Unfortunately, the beginning of August was no exception, as it was announced that average property prices have risen again – and are probably set to go on rising in the future, with no end to the price increases in sight.
House prices 3.9% higher
According to the building society Nationwide, average house prices are now 3.9% higher than they were a year ago. The average property now costs £170,825, making this the biggest year-on-year increase for almost three years.
However, the really worrying piece of news for young would-be buyers is that the experts can only foresee prices moving in one direction in the future, because the fact that rental costs are continuing to rise suggests there is still significant unmet demand for property purchases.
According to Nationwide’s chief economist, Robert Gardner, prices are now 12% higher than the nadir they reached during the financial crisis, but their current level is still 10% below than the record peak achieved back in 2007. The rise has been attributed in part to the government’s stimulus measures, including the Help to Buy scheme, suggesting that concerns that the government could simply be inflating another house price bubble may be being proved correct.
The one caveat to this piece of news is that house prices are not enjoying a buoyant recovery in all areas of the UK. Indeed, there is a stark difference between the areas with the greatest demand – led by London and the South East – and the north of England, the part of the country which the Tory peer Lord Howell recently (and misguidedly) described as “desolate.”
A further indication of how much more prices are likely to rise in the near future came from Simon Ward, the chief executive of Henderson Global Investors, who publicly claimed that housing is still undervalued by a whopping 13%. Again, this assessment is based on rental yields – specifically dividing rental yields by the value of the housing stock in order to calculate the true market value of property.
Interestingly, this method suggests that property was 28% overvalued before the crisis struck in 2007. A 13% rise in average house prices would be the equivalent of adding almost £33,000 to the cost of a typical home, although in real terms (once inflation is taken into account) this would actually still be cheaper than house prices were six years ago.
In fact, real house prices have not actually risen very much since 2007, but this does not necessarily mean they have become more affordable for younger buyers because many workers have seen their salaries fail to keep pace with inflation over the same period.
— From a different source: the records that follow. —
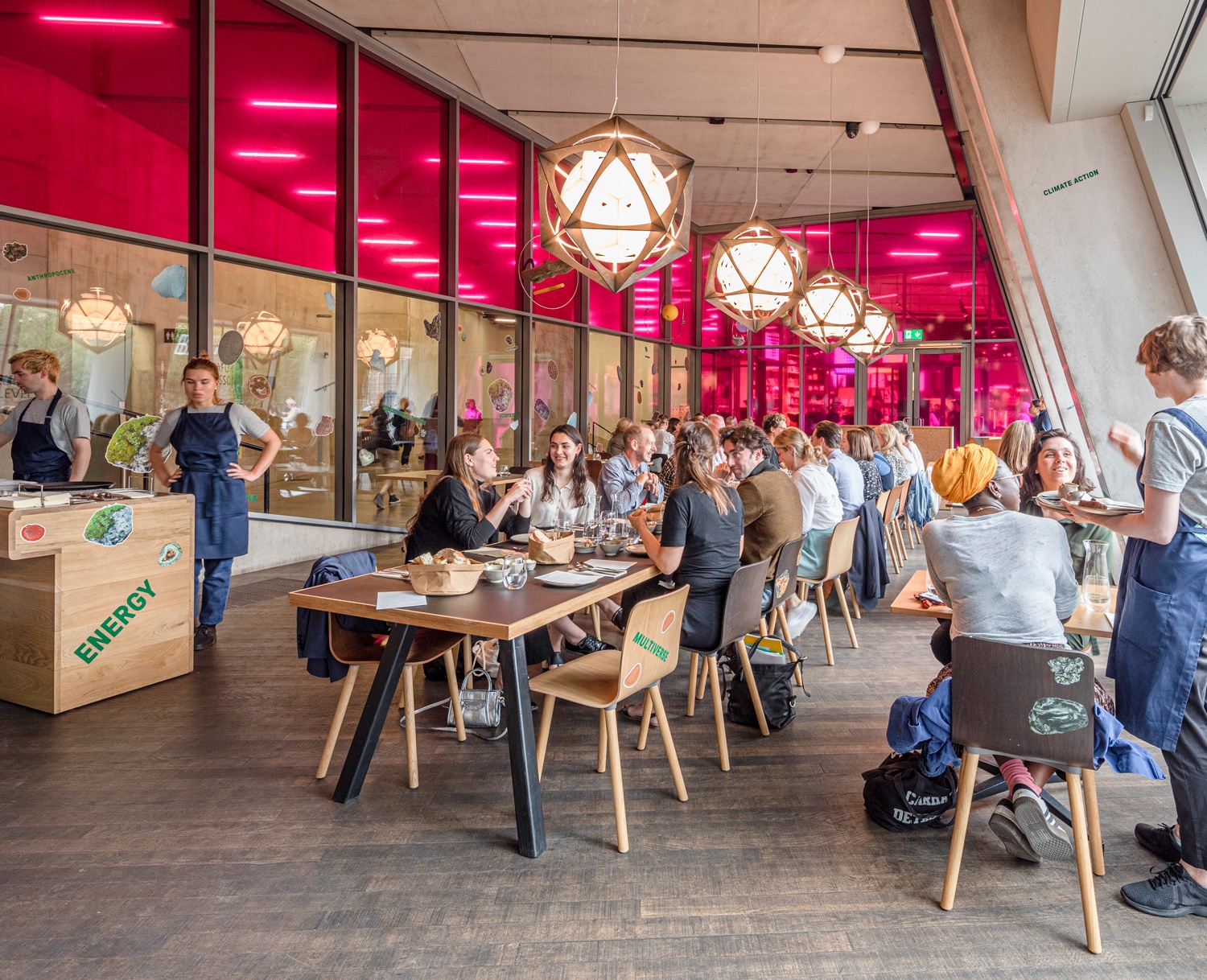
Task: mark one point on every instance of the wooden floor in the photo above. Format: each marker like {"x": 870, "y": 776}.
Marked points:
{"x": 178, "y": 832}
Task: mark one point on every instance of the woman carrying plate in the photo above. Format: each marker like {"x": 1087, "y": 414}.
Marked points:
{"x": 1055, "y": 460}
{"x": 1159, "y": 647}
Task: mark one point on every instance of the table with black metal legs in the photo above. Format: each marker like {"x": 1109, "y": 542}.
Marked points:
{"x": 489, "y": 611}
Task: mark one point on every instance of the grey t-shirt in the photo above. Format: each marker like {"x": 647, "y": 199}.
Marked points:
{"x": 69, "y": 422}
{"x": 1177, "y": 461}
{"x": 243, "y": 420}
{"x": 1007, "y": 577}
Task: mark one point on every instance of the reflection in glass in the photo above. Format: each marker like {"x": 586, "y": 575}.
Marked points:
{"x": 286, "y": 374}
{"x": 398, "y": 412}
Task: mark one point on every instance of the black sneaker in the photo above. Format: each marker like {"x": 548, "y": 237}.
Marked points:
{"x": 1171, "y": 893}
{"x": 1160, "y": 840}
{"x": 588, "y": 644}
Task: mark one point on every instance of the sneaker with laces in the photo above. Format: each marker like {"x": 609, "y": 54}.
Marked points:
{"x": 1003, "y": 823}
{"x": 1170, "y": 893}
{"x": 1160, "y": 840}
{"x": 1045, "y": 835}
{"x": 589, "y": 644}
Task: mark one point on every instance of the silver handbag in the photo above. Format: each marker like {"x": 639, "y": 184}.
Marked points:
{"x": 480, "y": 709}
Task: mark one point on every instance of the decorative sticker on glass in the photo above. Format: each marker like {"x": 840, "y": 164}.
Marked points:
{"x": 1057, "y": 716}
{"x": 110, "y": 525}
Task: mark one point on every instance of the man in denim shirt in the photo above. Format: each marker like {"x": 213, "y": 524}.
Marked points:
{"x": 625, "y": 482}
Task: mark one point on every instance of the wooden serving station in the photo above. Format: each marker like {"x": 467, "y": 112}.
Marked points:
{"x": 96, "y": 599}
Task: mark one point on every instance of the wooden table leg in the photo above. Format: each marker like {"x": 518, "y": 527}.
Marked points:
{"x": 521, "y": 746}
{"x": 374, "y": 714}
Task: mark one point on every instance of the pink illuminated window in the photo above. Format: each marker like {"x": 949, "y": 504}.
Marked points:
{"x": 489, "y": 214}
{"x": 94, "y": 101}
{"x": 683, "y": 297}
{"x": 723, "y": 383}
{"x": 400, "y": 226}
{"x": 606, "y": 308}
{"x": 775, "y": 383}
{"x": 1001, "y": 386}
{"x": 827, "y": 389}
{"x": 559, "y": 296}
{"x": 277, "y": 99}
{"x": 921, "y": 268}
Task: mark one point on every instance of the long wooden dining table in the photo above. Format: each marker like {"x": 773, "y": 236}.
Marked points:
{"x": 492, "y": 611}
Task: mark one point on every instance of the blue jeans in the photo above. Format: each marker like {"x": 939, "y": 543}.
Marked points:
{"x": 209, "y": 596}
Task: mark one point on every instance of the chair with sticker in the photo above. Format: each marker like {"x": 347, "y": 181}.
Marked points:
{"x": 603, "y": 680}
{"x": 1035, "y": 704}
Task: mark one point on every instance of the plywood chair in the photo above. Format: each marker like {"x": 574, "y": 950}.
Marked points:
{"x": 359, "y": 649}
{"x": 744, "y": 603}
{"x": 996, "y": 690}
{"x": 601, "y": 680}
{"x": 838, "y": 562}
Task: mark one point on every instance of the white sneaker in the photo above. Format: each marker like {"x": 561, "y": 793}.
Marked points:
{"x": 799, "y": 617}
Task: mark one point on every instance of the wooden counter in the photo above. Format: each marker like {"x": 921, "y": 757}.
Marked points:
{"x": 84, "y": 618}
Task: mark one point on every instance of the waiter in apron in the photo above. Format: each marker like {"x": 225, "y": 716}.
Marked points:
{"x": 50, "y": 432}
{"x": 1159, "y": 646}
{"x": 205, "y": 434}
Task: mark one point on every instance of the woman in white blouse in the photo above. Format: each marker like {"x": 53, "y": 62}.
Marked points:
{"x": 562, "y": 492}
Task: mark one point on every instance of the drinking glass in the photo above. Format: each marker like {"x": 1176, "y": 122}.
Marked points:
{"x": 514, "y": 572}
{"x": 1096, "y": 577}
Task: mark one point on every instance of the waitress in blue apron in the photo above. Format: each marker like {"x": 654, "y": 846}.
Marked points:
{"x": 1159, "y": 647}
{"x": 51, "y": 431}
{"x": 205, "y": 434}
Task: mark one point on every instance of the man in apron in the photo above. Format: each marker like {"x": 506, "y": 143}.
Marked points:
{"x": 1159, "y": 647}
{"x": 51, "y": 431}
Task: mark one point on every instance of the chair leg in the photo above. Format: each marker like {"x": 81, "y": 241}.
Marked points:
{"x": 1089, "y": 781}
{"x": 963, "y": 808}
{"x": 717, "y": 716}
{"x": 818, "y": 594}
{"x": 752, "y": 687}
{"x": 1084, "y": 863}
{"x": 692, "y": 683}
{"x": 345, "y": 694}
{"x": 613, "y": 751}
{"x": 647, "y": 706}
{"x": 454, "y": 694}
{"x": 601, "y": 764}
{"x": 656, "y": 695}
{"x": 408, "y": 697}
{"x": 847, "y": 615}
{"x": 542, "y": 739}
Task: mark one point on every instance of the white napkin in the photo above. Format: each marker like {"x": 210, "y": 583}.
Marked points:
{"x": 401, "y": 600}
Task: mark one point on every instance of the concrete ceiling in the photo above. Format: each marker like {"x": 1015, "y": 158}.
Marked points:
{"x": 552, "y": 67}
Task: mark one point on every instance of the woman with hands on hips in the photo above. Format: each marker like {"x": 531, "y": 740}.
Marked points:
{"x": 205, "y": 434}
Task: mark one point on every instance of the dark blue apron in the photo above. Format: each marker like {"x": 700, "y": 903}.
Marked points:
{"x": 205, "y": 446}
{"x": 34, "y": 454}
{"x": 1160, "y": 624}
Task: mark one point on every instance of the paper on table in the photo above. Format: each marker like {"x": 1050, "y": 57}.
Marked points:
{"x": 400, "y": 600}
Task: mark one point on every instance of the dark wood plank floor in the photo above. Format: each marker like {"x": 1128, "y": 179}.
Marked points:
{"x": 179, "y": 832}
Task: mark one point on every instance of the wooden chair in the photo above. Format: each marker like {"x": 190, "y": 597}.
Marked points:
{"x": 784, "y": 582}
{"x": 359, "y": 649}
{"x": 838, "y": 562}
{"x": 601, "y": 680}
{"x": 995, "y": 690}
{"x": 744, "y": 603}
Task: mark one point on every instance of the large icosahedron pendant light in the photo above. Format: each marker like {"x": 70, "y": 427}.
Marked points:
{"x": 756, "y": 274}
{"x": 613, "y": 197}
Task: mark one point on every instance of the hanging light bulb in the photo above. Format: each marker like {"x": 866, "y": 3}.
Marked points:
{"x": 613, "y": 197}
{"x": 755, "y": 274}
{"x": 97, "y": 319}
{"x": 874, "y": 337}
{"x": 265, "y": 336}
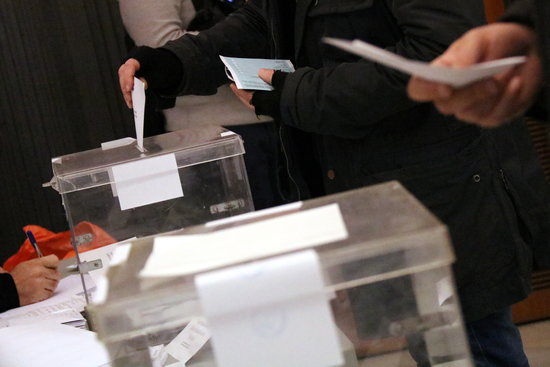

The increased caution of banks with regard to lending has meant that young would-be purchasers have needed to find much higher deposits than was the case a few years ago, often totalling over 20% of the asking price.
Based on the average house price of £170,825 provided by Nationwide, this would mean buyers need to have over £34,000 saved up before they get a mortgage, putting home ownership beyond the reach of many of Britain’s young people.
It’s Land, Stupid
Also this week, a fascinating article from housing analyst Brian Green made a convincing argument about the root cause of Britain’s wild house price inflation, in which he demonstrated that the proportion of a house’s value which is accounted for by the land underneath the property has risen from around 25% in the 1950s to over 70% today.
This adds more weight to the argument that the biggest problem affecting Britain’s housing market is a lack of available new land for us to build on, and the only way to tame the growth in house prices in the long run will be to bring more land under development.
The controversy over the Coalition Government’s changes to the planning code shows that this will not be easy. But if we don’t want a generation of our young people to miss out on all the benefits of property ownership, then this is the idea that we will have to build on.